Watches -as a part of their reliability aspect- have to be resistant to water and moisture. Most of the movement parts can oxidize or rust upon contact with water. Hands and dial can easily get damaged as well causing the watch to fail. In order to prevent water related damages, watch manufacturers developed different techniques.
The water resistance rates for watches vary upon the type of the watch. Since the additional specs about water resistance effect the design of the watch drastically as important parts of the watch such as case back, winding crown and crystal have to be designed accordingly.Most of the time those additions bring extra weight and wider dimensions to the watch. Therefore a watch with a high water resistance rate can not be as compact as a classic dress watch.
The first important step was taken by Rolex in 1926. With it's legendary design “Oyster”, Rolex created the first water resistant watch. Screw type case back and winding crown ( patented same year ) were also the other major techniques.
1926 Rolex Oyster
While water resistance is required for almost any watch being used on a daily routine for today's standards, the water resistance technologies were mostly intended for professional divers.Divers used to rely on their watches when the diving equipments were not that hi-tec. Though most of the divers use professional diving computers the popularity of the classic diver's watch design hasn't lost it's charm at all.The first watch patented as a diver's watch was an Omega in 1932. At that time rotating diver's bezel was not in the standard therefore Omega did not have one on it's patented dive watch. The true diver's watch came a bit later by Rolex: 1953 Submariner Ref.: 6204 did have the rotating diver's bezel and a glorious water resistance rate as 100M. Presented in the same year but released a year later, Blancpain Fifty Fathoms was again a very important dive watch.

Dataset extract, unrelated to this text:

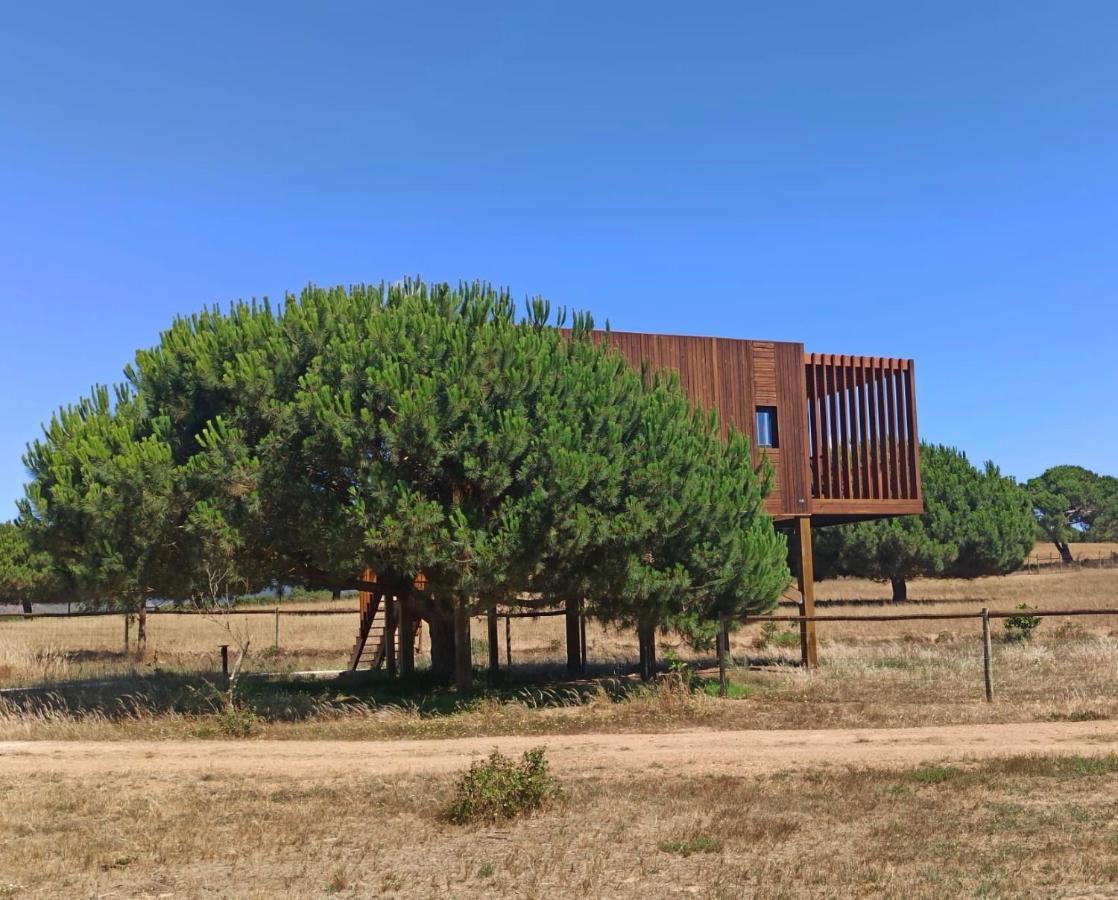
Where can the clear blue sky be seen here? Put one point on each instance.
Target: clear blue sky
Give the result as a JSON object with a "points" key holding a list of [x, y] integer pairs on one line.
{"points": [[937, 181]]}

Continuously evolving the technology helped water resistance rates get higher. While most modern watches have enough water resistance rates for daily use, watch brands added different meanings to the matter. Very high water resistance rated watches showed up one after other from major brands turning this into a show of strength contest.
In fact there is no watch 100% water proof. Under suitable lab conditions, any watch will get to the point of losing the water resistance battle. Therefore detailed standards set for better clarification.ISO 2281 and ISO 6425. ISO 2281 represents the standard for watches bearing water resistance rates suitable for daily use.Several indications in meters/feet/atm type units show the water resistance rates. According to the standard case back shows a shows a clear indication for WR. Some special watches with hi-end complications may not be water resistant at all. Being moisture and/or dust proof is mostly enough for those watches. The base level is considered as WR 30M/3atm. With a WR rating like that, a watch can only resist to light splashes like during washing hands or moderate rain. Swimming or showering may cause water or moisture penetrate inside the watch. Next level is WR 50M/5atm. While offering a better WR, it's still not recommended for heavy and/or constant exposure to water. WR100M/10 atm is a decent rate for most water related activities. WR200M/20 atm is more than enough for most water activities and free diving to a reasonable depth. A watch should not be used within a high depth rating free or oxygen dive unless it's ISO 6425 certified.
ISO 6425 on the other hand requires more difficult tests to be passed.A watch which is capable of being ISO 6425 certified is accepted as a true diver's watch.ISO 6425 standards test the watches +25% more depth rating than what is indicated on the watch. In practice an ISO 6425 certified WR300M watch is actually tested for 375meters rating.However, this extra depth information is not indicated for safety reasons. For Trimix ( helium / argon / Co2 ) dives mostly WR300M or higher watches are suggested.